The Bicentennial Minute
Now that St. Marys was officially a platted town, the proprietors, minus John McCorkle, as he bailed out selling his interest to a John Manning and a Mr. Berry, could move forward in conjunction with a newly formed county government. They clearly intended that St. Marys would be the “seat of justice” for Mercer County as was set forth in the dedication the proprietors filed in August of 1823 along with the plat of the lots.
As noted in the previous Bicentennial Minute, in August, 1823, there was no government in Mercer County, as Mercer was attached to Darke County for regular governmental purposes. That changed when on Jan. 2, 1824. Then the Ohio General Assembly passed an act organizing the County of Mercer. The act allowed the local electors to select county officers. The immediate problem for the St. Marys proprietors was that the legislation designated Shanesville (now known as Rockford) as the place where courts would be held until “a permanent seat of justice shall be established for said county.”
The legislation also provided that the legal electors residing in the county would assemble on the first Monday of April to elect county and township officers. As authorized by the state, the commissioners organized that April. The official journal shows that they chose by lots their initial terms of office, with one commissioner serving a term of three years, one for two years and one for only a year.
The commissioners soon decided that St. Marys was the better location for a county seat as in June, 1825, pursuant to an agreement signed a year earlier, the St. Marys lot owners deeded to the Mercer County Commissioners 30 lots for the consideration of naming St. Marys the “seat of justice.” We might speculate that the commissioners saw a good deal as they could then raise money for county operations by selling town lots. Historical records are silent but perhaps the St. Marys offer was more enticing than retaining the county seat in Shanesville.

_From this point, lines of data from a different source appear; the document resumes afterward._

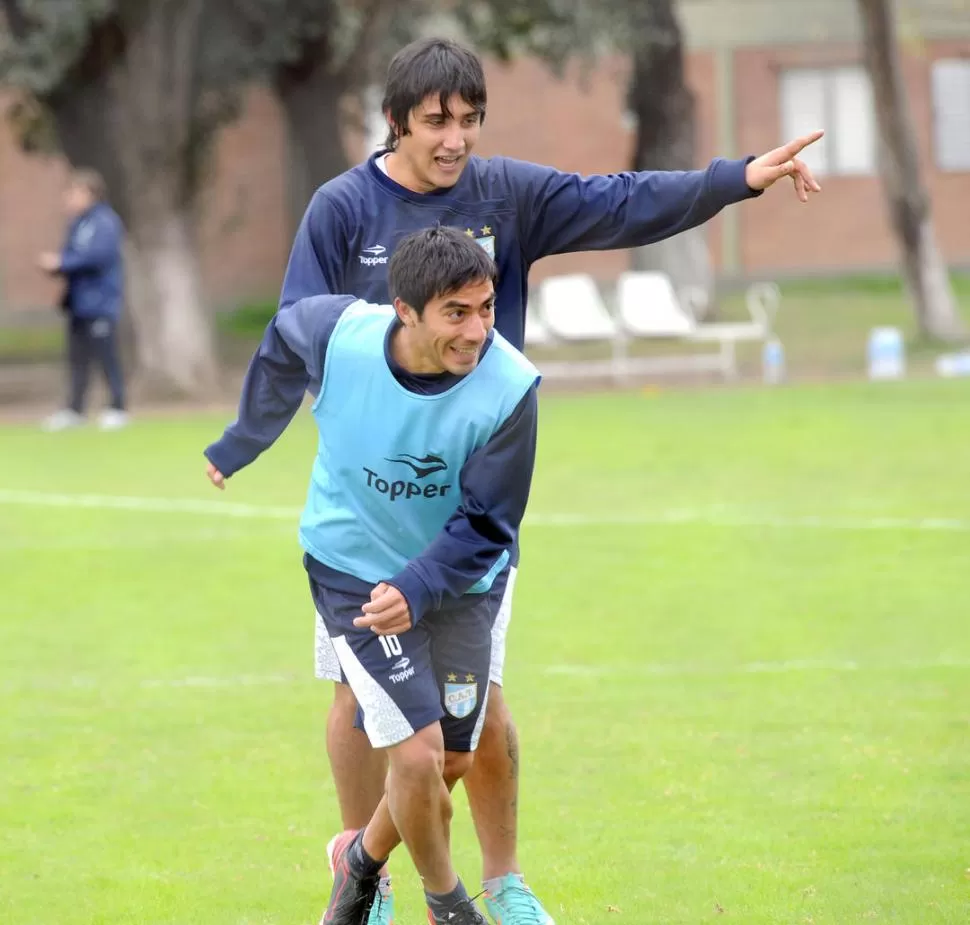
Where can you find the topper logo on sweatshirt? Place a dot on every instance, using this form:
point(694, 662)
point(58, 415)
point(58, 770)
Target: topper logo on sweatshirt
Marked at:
point(374, 255)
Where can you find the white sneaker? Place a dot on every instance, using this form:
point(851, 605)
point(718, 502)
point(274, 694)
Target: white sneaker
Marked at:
point(62, 420)
point(112, 419)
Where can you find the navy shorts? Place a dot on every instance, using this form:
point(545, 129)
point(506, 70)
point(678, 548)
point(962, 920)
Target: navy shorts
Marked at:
point(437, 670)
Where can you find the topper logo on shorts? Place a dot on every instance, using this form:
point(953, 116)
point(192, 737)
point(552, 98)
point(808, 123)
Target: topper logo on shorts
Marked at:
point(423, 466)
point(399, 677)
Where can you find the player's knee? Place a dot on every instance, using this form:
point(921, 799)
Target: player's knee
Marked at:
point(498, 727)
point(344, 700)
point(457, 765)
point(421, 757)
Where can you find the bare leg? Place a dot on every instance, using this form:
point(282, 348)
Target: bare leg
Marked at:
point(492, 785)
point(417, 808)
point(358, 770)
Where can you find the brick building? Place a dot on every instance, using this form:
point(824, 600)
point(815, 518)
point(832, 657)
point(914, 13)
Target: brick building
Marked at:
point(761, 70)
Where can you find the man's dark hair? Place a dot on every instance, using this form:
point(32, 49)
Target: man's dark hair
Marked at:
point(435, 262)
point(425, 67)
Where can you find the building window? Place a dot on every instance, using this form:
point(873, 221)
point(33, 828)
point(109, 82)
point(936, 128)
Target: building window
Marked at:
point(951, 113)
point(838, 100)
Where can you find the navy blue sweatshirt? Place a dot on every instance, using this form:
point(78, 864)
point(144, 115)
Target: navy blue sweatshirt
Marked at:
point(519, 211)
point(494, 481)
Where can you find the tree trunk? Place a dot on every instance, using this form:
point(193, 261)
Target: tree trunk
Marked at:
point(153, 97)
point(664, 108)
point(312, 96)
point(174, 345)
point(923, 267)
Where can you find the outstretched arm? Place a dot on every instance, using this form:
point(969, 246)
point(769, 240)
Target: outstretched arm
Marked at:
point(563, 212)
point(291, 353)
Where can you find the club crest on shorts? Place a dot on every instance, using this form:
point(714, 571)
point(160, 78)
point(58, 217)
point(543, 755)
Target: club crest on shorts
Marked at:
point(461, 699)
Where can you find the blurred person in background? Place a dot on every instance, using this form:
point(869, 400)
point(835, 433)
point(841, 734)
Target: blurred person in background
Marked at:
point(92, 267)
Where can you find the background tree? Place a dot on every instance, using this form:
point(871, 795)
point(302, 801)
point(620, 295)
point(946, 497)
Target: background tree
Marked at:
point(659, 98)
point(923, 268)
point(136, 90)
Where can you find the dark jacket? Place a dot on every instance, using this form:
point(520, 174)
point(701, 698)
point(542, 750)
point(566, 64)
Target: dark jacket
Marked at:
point(92, 264)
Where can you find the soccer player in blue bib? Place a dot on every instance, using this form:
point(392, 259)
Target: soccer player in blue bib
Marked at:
point(427, 422)
point(519, 212)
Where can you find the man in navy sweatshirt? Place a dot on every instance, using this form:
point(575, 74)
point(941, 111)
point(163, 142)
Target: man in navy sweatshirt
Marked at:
point(427, 421)
point(434, 103)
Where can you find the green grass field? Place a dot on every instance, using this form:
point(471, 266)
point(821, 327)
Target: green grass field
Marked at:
point(740, 665)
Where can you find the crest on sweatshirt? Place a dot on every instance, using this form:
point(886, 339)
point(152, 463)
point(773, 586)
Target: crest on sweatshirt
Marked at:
point(484, 238)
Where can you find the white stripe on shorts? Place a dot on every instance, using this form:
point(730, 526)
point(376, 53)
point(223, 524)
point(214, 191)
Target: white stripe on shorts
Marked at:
point(384, 722)
point(500, 631)
point(326, 665)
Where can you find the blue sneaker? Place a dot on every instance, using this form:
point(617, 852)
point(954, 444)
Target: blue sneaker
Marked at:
point(515, 904)
point(382, 912)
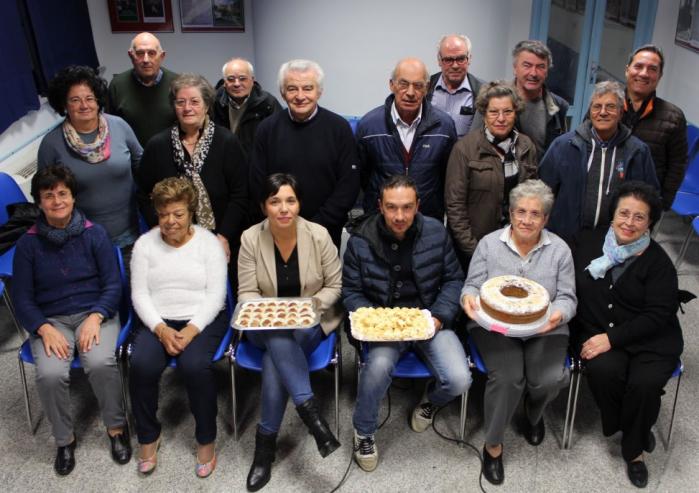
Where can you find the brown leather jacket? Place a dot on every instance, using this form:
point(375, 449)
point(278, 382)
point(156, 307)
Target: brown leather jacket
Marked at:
point(475, 184)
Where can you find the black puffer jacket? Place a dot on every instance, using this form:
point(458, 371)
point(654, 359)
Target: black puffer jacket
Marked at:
point(663, 128)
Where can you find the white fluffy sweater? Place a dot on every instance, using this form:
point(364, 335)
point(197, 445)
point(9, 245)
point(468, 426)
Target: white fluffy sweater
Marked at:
point(185, 283)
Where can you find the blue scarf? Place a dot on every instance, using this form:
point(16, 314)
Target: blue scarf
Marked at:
point(614, 254)
point(58, 236)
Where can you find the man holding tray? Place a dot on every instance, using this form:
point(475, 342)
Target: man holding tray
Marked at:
point(400, 258)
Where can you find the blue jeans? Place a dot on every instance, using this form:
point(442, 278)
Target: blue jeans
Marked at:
point(284, 370)
point(444, 356)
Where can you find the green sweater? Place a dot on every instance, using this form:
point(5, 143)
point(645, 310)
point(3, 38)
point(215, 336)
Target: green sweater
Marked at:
point(146, 109)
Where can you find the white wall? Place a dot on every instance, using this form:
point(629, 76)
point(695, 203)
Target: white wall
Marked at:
point(680, 82)
point(202, 53)
point(359, 42)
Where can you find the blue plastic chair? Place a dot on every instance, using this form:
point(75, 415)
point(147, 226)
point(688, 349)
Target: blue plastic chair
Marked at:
point(411, 366)
point(125, 316)
point(248, 356)
point(10, 193)
point(476, 361)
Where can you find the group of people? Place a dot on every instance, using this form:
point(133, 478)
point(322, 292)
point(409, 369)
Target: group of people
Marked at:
point(238, 192)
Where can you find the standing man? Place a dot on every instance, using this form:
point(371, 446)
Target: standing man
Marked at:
point(311, 143)
point(241, 104)
point(141, 95)
point(405, 136)
point(400, 258)
point(657, 122)
point(454, 90)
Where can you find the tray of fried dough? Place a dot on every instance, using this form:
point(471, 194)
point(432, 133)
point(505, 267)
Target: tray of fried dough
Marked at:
point(391, 324)
point(276, 313)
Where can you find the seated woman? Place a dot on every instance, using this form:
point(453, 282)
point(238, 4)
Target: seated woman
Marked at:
point(484, 166)
point(626, 328)
point(101, 150)
point(178, 287)
point(534, 365)
point(285, 255)
point(66, 290)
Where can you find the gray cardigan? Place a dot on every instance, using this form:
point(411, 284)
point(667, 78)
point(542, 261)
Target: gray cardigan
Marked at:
point(550, 264)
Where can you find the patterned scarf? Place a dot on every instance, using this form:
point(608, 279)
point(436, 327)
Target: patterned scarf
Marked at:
point(191, 168)
point(93, 153)
point(614, 254)
point(58, 236)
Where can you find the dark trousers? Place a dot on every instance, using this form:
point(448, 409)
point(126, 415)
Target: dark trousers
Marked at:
point(147, 363)
point(627, 389)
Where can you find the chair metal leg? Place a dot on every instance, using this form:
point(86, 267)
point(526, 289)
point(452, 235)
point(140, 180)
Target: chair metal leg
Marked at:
point(672, 416)
point(27, 408)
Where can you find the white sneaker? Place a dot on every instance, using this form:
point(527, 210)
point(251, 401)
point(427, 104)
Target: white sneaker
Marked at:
point(365, 452)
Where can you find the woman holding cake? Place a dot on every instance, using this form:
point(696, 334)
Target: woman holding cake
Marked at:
point(532, 366)
point(287, 256)
point(627, 328)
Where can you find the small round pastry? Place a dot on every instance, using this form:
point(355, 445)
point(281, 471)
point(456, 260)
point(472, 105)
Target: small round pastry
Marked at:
point(514, 299)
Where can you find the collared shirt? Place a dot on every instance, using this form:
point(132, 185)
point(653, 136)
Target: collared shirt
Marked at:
point(452, 101)
point(154, 83)
point(506, 237)
point(406, 131)
point(315, 111)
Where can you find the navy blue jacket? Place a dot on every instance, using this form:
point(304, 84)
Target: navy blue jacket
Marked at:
point(381, 154)
point(366, 277)
point(564, 169)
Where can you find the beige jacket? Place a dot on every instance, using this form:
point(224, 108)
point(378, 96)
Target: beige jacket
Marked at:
point(320, 271)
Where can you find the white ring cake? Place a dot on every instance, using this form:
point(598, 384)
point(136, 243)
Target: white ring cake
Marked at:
point(514, 299)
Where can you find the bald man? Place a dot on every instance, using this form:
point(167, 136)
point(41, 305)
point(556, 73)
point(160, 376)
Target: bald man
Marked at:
point(406, 136)
point(141, 95)
point(454, 89)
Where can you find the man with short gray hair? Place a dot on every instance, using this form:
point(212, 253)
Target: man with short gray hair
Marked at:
point(454, 89)
point(585, 166)
point(240, 103)
point(313, 144)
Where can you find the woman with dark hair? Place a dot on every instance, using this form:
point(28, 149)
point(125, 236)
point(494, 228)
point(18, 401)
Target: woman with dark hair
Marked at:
point(287, 256)
point(101, 150)
point(209, 155)
point(626, 328)
point(178, 287)
point(484, 166)
point(66, 290)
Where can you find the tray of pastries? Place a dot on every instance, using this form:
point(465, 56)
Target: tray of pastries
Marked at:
point(276, 313)
point(391, 324)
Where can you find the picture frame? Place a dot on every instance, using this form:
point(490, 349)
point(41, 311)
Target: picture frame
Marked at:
point(140, 15)
point(212, 15)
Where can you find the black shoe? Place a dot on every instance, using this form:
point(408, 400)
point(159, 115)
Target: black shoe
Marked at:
point(493, 469)
point(65, 459)
point(261, 469)
point(638, 473)
point(326, 441)
point(534, 433)
point(650, 442)
point(121, 446)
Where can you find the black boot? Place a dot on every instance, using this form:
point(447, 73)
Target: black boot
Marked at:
point(326, 441)
point(261, 469)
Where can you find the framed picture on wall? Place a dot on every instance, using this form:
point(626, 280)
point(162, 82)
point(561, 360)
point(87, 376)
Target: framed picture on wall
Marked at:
point(140, 15)
point(687, 34)
point(212, 16)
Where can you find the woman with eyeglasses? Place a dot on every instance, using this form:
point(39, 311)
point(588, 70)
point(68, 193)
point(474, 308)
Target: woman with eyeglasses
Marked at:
point(532, 367)
point(209, 155)
point(626, 329)
point(484, 166)
point(101, 150)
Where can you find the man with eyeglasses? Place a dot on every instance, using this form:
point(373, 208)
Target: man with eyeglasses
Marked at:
point(585, 166)
point(141, 95)
point(241, 104)
point(454, 89)
point(657, 122)
point(405, 136)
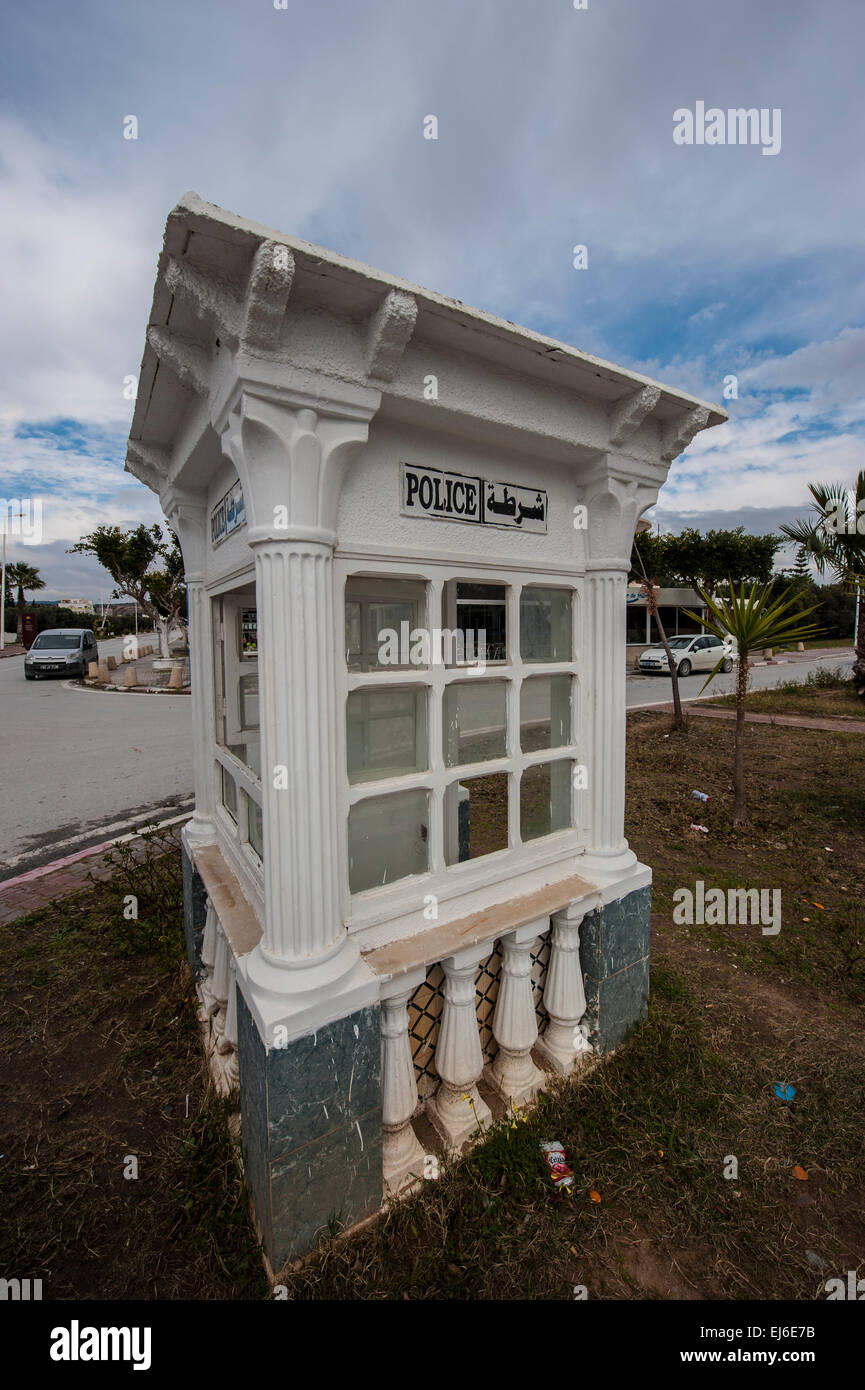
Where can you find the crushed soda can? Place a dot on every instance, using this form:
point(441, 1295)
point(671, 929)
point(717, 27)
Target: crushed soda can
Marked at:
point(554, 1157)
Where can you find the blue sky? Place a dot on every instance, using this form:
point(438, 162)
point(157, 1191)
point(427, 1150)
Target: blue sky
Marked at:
point(555, 128)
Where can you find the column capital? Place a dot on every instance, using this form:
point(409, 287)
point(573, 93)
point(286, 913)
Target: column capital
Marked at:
point(187, 514)
point(292, 449)
point(615, 492)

Funds were definitely short at this time as in 1824. The auditor valued each town lot at $1 and the tax levied at the rate of half a cent per lot raised $34. In December,1825, the first priority was not a courthouse but rather a county jail. At an auction for the right to build the jail, Asa Hinkle prevailed. He would construct the jail in exchange for five lots in St. Marys and $150 in cash. The Commissioners could only afford $50 down and gave a bond for the balance. Some accounts show that Hinkle constructed the jail not on the Public Square, but at the corner of Spring and Main at the site of the current Methodist Church Parking lot.
Hinkle built well. James Hough James, an Urbana attorney and later a well known figure in Ohio politics, road “the circuit” in 1827. When in St. Marys he shared a whiskey with Charley Murray before participating in the legal proceedings of the day. During his stay, he took note of the jail, describing it as “a very strong one... built entirely of wood.” Completion apparently proceeded slowly as it took a couple of years for Hinkle to complete construction. The commissioners authorized final payment in June, 1829.
In the meantime, in May,1828, the commissioners sold the right to build a courthouse for $291.49. These building projects were funded according to a plan. Earlier they had decided that the proceeds from the sale of half of the their 30 town lots would be dedicated for public buildings. The official records reveals that they raised about $1,000 for the sale of 15 lots.
The status of the Town of St. Marys by 1830 would show that a primitive form of local government was functioning. All that was need were individuals willing the challenge a wilderness.